1. If everyone took Freud's skeptical attitude to such precepts, that would defeat the purpose of civilization in promulgating them. He can't intend that; his attitude must be like that of an intellectual ancient Roman to traditional Roman religion ("I don't believe it myself, but it's good that the masses should believe it").

2. Do Freud's objections miss the point? The precepts don't tell us to direct aim-inhibited libido at everyone, but to treat people not as means but as ends in themselves. Freud has only one interpretation for "love," and hence can't hear the precepts as saying anything except that all human beings are equally fit objects for sublimated sexual feelings — which does seem silly in just the sort of way he suggests.

 

B. Chapter VI talks about the development of Freud's thinking about the instincts:

1. At first he distinguished ego-instincts (exemplified by hunger) from object-instincts (exemplified by love).

2. Then he brought in the concept of narcissism (ego-directed libido). The idea is that libido starts out ego-directed (in the infantile stage at which the ego isn't separated off from the rest of the world; see p. 20, "limitless narcissism"). Then, when the ego and the rest of the world are distinguished, libido is directed at objects other than the ego. So one source of instinctual energy, libido, underlies both ego-instincts and object-instincts, and it gets to look as if there's only one source of instinctual energy.

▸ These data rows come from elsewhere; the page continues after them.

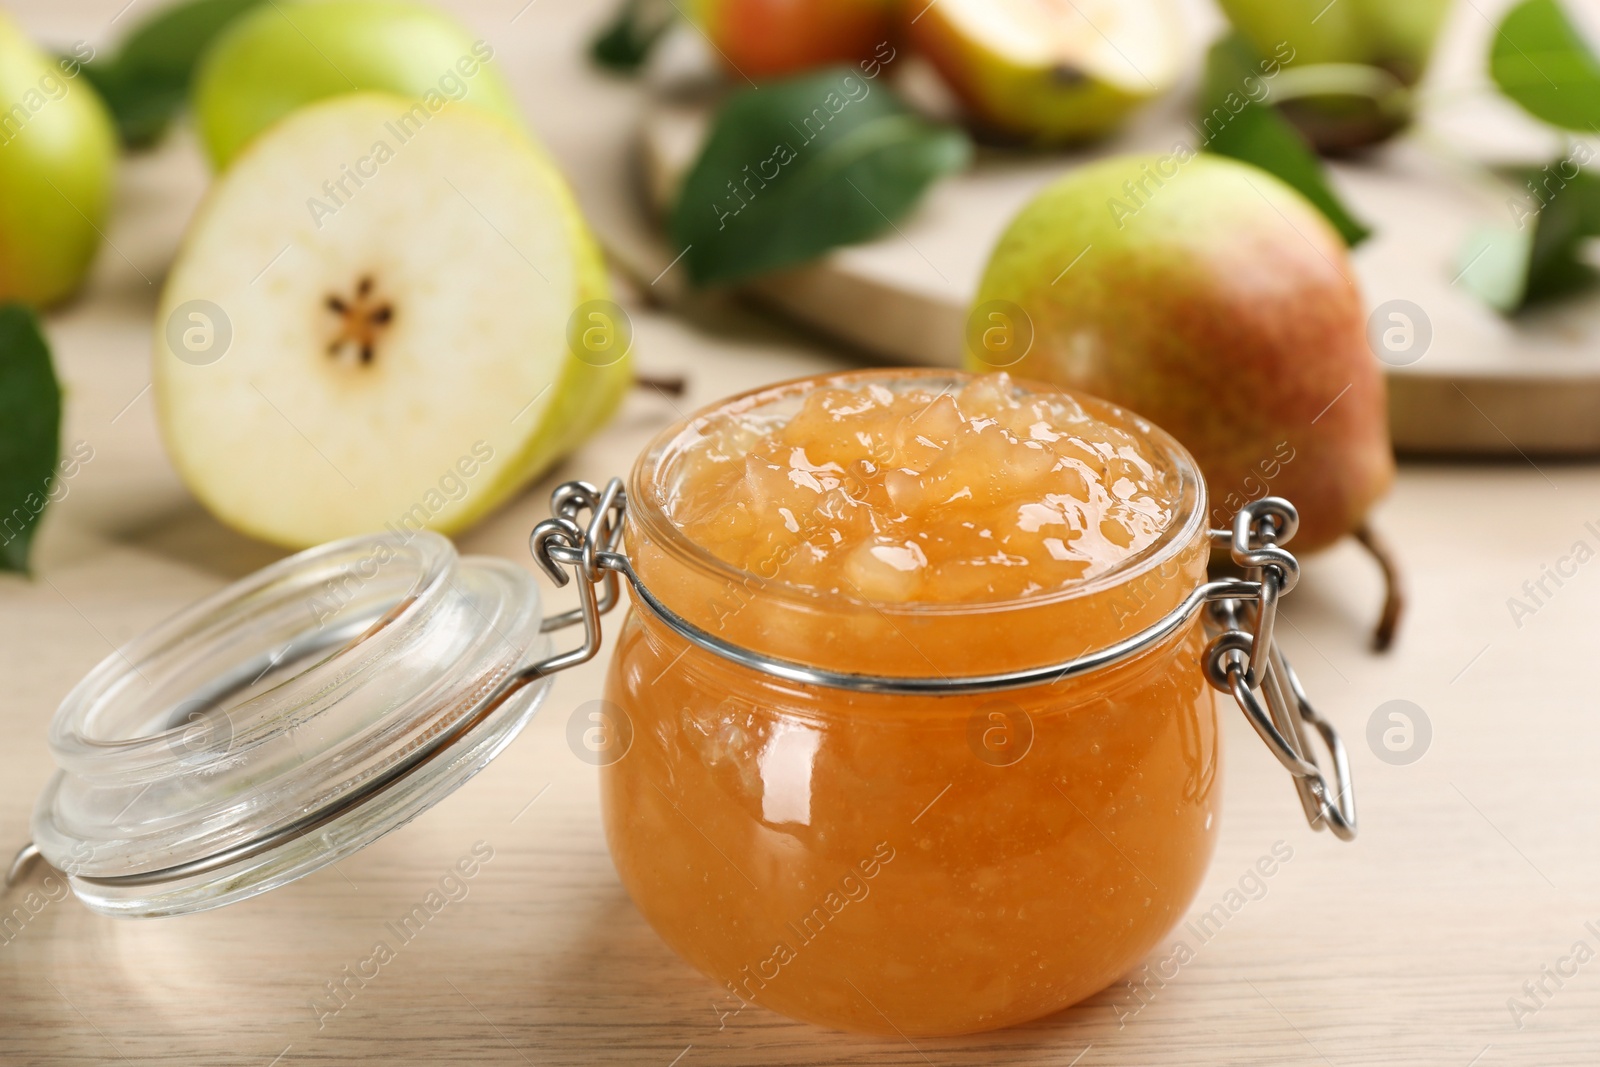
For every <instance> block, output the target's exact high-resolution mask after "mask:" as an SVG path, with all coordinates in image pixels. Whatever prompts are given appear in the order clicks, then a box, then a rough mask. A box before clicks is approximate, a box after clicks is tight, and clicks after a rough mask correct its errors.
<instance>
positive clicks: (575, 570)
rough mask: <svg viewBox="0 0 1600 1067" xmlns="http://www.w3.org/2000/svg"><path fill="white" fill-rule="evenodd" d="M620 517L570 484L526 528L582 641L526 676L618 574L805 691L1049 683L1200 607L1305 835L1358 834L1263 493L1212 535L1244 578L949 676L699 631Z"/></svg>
mask: <svg viewBox="0 0 1600 1067" xmlns="http://www.w3.org/2000/svg"><path fill="white" fill-rule="evenodd" d="M626 510H627V498H626V494H624V490H622V480H621V478H611V482H610V483H608V485H606V486H605V490H600V488H597V486H594V485H589V483H587V482H568V483H565V485H562V486H560V488H557V490H555V493H554V494H552V498H550V512H552V517H550V518H547V520H544V522H541V523H539V525H538V526H536V528H534V531H533V536H531V539H530V547H531V549H533V557H534V560H536V561H538V563H539V566H541V569H544V573H546V574H549V576H550V579H552V581H555V582H557V584H558V585H566V584H568V582H570V581H571V576H573V574H576V576H578V577H579V579H581V581H579V582H578V593H579V606H578V608H574V609H571V611H566V613H562V614H557V616H552V617H549V619H546V621H544V627H542V629H544V630H555V629H562V627H568V625H573V624H578V622H582V624H584V643H582V645H579V646H578V648H574V649H570V651H566V653H560V654H557V656H554V657H550V659H547V661H544V662H541V664H536V665H534V667H531V669H528V672H530V673H533V675H534V677H542V675H547V673H554V672H557V670H563V669H566V667H571V665H576V664H581V662H586V661H589V659H592V657H594V656H595V653H597V651H598V648H600V640H602V638H600V616H602V614H605V613H608V611H610V609H611V608H614V606H616V603H618V576H622V577H626V579H627V581H629V585H630V587H632V589H634V593H635V597H637V600H638V603H640V605H642V606H643V608H645V609H648V611H650V613H651V614H654V616H656V617H658V619H659V621H661V622H662V624H664V625H666V627H667V629H670V630H674V632H675V633H678V635H680V637H682V638H685V640H686V641H690V643H691V645H694V646H698V648H702V649H706V651H709V653H712V654H715V656H720V657H723V659H730V661H733V662H736V664H741V665H744V667H749V669H752V670H760V672H763V673H768V675H774V677H779V678H784V680H787V681H795V683H802V685H819V686H829V688H837V689H851V691H858V693H885V694H901V696H954V694H971V693H992V691H1003V689H1019V688H1026V686H1034V685H1053V683H1056V681H1062V680H1066V678H1072V677H1078V675H1085V673H1090V672H1094V670H1102V669H1106V667H1112V665H1115V664H1118V662H1123V661H1128V659H1133V657H1134V656H1139V654H1141V653H1144V651H1147V649H1149V648H1152V646H1155V645H1158V643H1160V641H1163V640H1166V638H1168V637H1173V635H1174V633H1176V632H1178V630H1181V629H1182V627H1186V625H1187V624H1190V622H1192V621H1194V617H1195V616H1197V614H1198V613H1200V611H1202V609H1206V608H1208V609H1210V611H1208V617H1206V627H1208V630H1210V632H1211V633H1214V637H1213V638H1211V641H1210V645H1206V651H1205V659H1203V669H1205V673H1206V680H1208V681H1210V683H1211V685H1213V686H1216V688H1218V689H1221V691H1222V693H1230V694H1232V696H1234V701H1235V702H1237V704H1238V707H1240V710H1243V712H1245V718H1246V720H1250V725H1251V726H1253V728H1254V729H1256V733H1258V734H1259V736H1261V739H1262V741H1264V742H1266V744H1267V749H1270V750H1272V755H1274V757H1277V760H1278V763H1282V765H1283V766H1285V769H1288V771H1290V774H1293V776H1294V785H1296V790H1298V792H1299V798H1301V805H1302V808H1304V809H1306V819H1307V821H1309V822H1310V824H1312V827H1315V829H1318V830H1320V829H1330V830H1333V833H1334V837H1338V838H1341V840H1346V841H1349V840H1352V838H1354V837H1355V793H1354V789H1352V784H1350V765H1349V758H1347V755H1346V750H1344V742H1342V741H1341V739H1339V733H1338V731H1336V729H1334V728H1333V723H1330V721H1328V720H1326V718H1323V717H1322V715H1320V713H1318V712H1317V709H1315V707H1312V704H1310V699H1309V697H1307V696H1306V689H1304V688H1302V686H1301V681H1299V678H1298V677H1296V675H1294V669H1293V667H1290V662H1288V659H1286V657H1285V656H1283V649H1282V648H1278V646H1277V643H1275V641H1274V624H1275V621H1277V608H1278V598H1280V597H1283V593H1286V592H1290V590H1291V589H1293V587H1294V582H1296V581H1298V579H1299V563H1296V560H1294V557H1293V555H1290V552H1288V550H1285V549H1283V542H1286V541H1288V539H1290V537H1293V536H1294V530H1296V528H1298V525H1299V515H1298V514H1296V510H1294V506H1293V504H1290V502H1288V501H1285V499H1282V498H1275V496H1269V498H1262V499H1259V501H1254V502H1251V504H1246V506H1245V507H1242V509H1240V510H1238V514H1237V515H1235V518H1234V528H1232V530H1213V531H1211V541H1213V544H1216V545H1218V547H1226V549H1227V550H1229V553H1230V555H1232V558H1234V563H1235V565H1238V566H1240V568H1243V571H1245V577H1227V579H1216V581H1210V582H1205V584H1203V585H1200V587H1198V589H1195V590H1194V592H1192V593H1189V597H1187V598H1184V601H1182V603H1181V605H1178V608H1174V609H1173V611H1171V613H1168V614H1166V617H1163V619H1160V621H1158V622H1155V624H1152V625H1149V627H1147V629H1144V630H1141V632H1138V633H1134V635H1131V637H1128V638H1123V640H1122V641H1117V643H1115V645H1109V646H1106V648H1101V649H1098V651H1094V653H1088V654H1085V656H1080V657H1077V659H1072V661H1069V662H1064V664H1050V665H1045V667H1029V669H1026V670H1011V672H1003V673H992V675H966V677H957V678H907V677H875V675H861V673H846V672H837V670H826V669H821V667H813V665H810V664H802V662H794V661H787V659H778V657H774V656H766V654H765V653H757V651H752V649H749V648H744V646H741V645H734V643H733V641H728V640H725V638H722V637H717V635H715V633H710V632H707V630H702V629H701V627H698V625H694V624H693V622H690V621H688V619H685V617H683V616H680V614H677V613H675V611H672V609H670V608H669V606H667V605H664V603H661V600H658V598H656V595H654V593H651V592H650V589H648V587H646V585H645V584H643V582H642V581H640V579H638V576H637V574H635V573H634V568H632V565H630V563H629V558H627V555H626V553H624V552H621V550H619V542H621V533H622V518H624V514H626ZM584 512H587V514H589V518H587V525H581V523H579V520H581V518H582V517H584ZM568 571H571V574H570V573H568ZM597 589H598V592H597ZM1306 726H1310V728H1314V729H1315V731H1317V734H1320V736H1322V741H1323V745H1325V747H1326V750H1328V757H1330V760H1331V763H1333V768H1331V769H1333V781H1331V782H1330V779H1328V776H1326V774H1325V773H1323V769H1322V766H1320V765H1318V763H1317V757H1315V753H1314V750H1312V747H1310V744H1309V737H1307V734H1306Z"/></svg>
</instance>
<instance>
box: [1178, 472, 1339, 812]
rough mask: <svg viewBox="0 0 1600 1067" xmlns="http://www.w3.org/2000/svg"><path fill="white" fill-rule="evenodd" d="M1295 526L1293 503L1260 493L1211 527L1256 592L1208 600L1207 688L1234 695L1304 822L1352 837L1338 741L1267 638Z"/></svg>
mask: <svg viewBox="0 0 1600 1067" xmlns="http://www.w3.org/2000/svg"><path fill="white" fill-rule="evenodd" d="M1298 526H1299V515H1298V514H1296V510H1294V506H1293V504H1290V502H1288V501H1285V499H1283V498H1278V496H1267V498H1262V499H1259V501H1254V502H1251V504H1246V506H1245V507H1242V509H1240V510H1238V514H1237V515H1235V517H1234V528H1232V530H1213V531H1211V539H1213V542H1214V544H1216V545H1218V547H1227V549H1229V553H1230V555H1232V557H1234V563H1237V565H1238V566H1242V568H1243V569H1245V574H1246V577H1248V579H1251V584H1254V585H1256V587H1258V592H1256V597H1254V598H1253V600H1250V598H1221V600H1214V601H1213V603H1211V609H1210V617H1208V619H1206V622H1208V629H1211V630H1214V632H1216V637H1213V638H1211V643H1210V645H1206V649H1205V661H1203V662H1205V673H1206V680H1208V681H1210V683H1211V685H1213V686H1214V688H1218V689H1221V691H1222V693H1232V694H1234V701H1235V702H1237V704H1238V709H1240V710H1242V712H1245V718H1248V720H1250V725H1251V726H1253V728H1254V729H1256V734H1258V736H1259V737H1261V739H1262V741H1264V742H1267V749H1269V750H1270V752H1272V755H1275V757H1277V758H1278V763H1282V765H1283V768H1285V769H1286V771H1288V773H1290V774H1293V776H1294V789H1296V792H1298V793H1299V798H1301V806H1302V808H1304V809H1306V819H1307V822H1310V825H1312V827H1314V829H1317V830H1322V829H1331V830H1333V833H1334V837H1338V838H1339V840H1341V841H1350V840H1354V838H1355V789H1354V785H1352V784H1350V761H1349V757H1347V755H1346V752H1344V741H1341V739H1339V731H1338V729H1334V726H1333V723H1330V721H1328V720H1326V718H1323V717H1322V715H1320V713H1318V712H1317V709H1315V707H1312V704H1310V697H1307V696H1306V689H1304V686H1301V681H1299V678H1298V677H1296V675H1294V669H1293V667H1291V665H1290V661H1288V657H1286V656H1285V654H1283V649H1282V648H1278V645H1277V643H1275V641H1274V637H1272V627H1274V622H1275V621H1277V609H1278V597H1282V595H1283V593H1286V592H1290V590H1291V589H1294V584H1296V582H1298V581H1299V563H1298V561H1296V560H1294V557H1293V555H1290V553H1288V552H1286V550H1285V549H1283V547H1282V544H1283V542H1285V541H1288V539H1290V537H1293V536H1294V531H1296V528H1298ZM1246 627H1248V629H1246ZM1306 725H1310V726H1314V728H1315V729H1317V733H1318V734H1322V741H1323V745H1325V747H1326V750H1328V755H1330V758H1331V761H1333V785H1330V782H1328V777H1326V776H1325V774H1323V771H1322V768H1320V766H1318V763H1317V757H1315V753H1314V750H1312V747H1310V744H1309V741H1307V737H1306V729H1304V728H1306Z"/></svg>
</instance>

3. Freud can't bring himself to believe that (p. 77), and postulates a death instinct alongside libido. (Like libido, it's originally ego-directed but later directed at objects other than the ego, in the shape of aggression against other people.)

 

C. A different frame in which to think about aggression; start by noting that human beings aren't unique in aggressive behavior towards other members of their species. In other animals, e.g. the great apes, aggression is less dangerous (it tends to be ritualized). Maybe Freud is wrong to assume a conceptual link between aggression and destruction (as in his talk of a "death instinct"). The point of ritualized aggression in, e.g., gorillas is jockeying for power and space; the instincts involved aren't directed at the death of the other party but at getting him/her to back off. Perhaps this suggests that at least some of the problems posed to peaceable living together on the part of human beings by aggressiveness could be alleviated by measures in town planning and architecture — literally giving people more space of their own.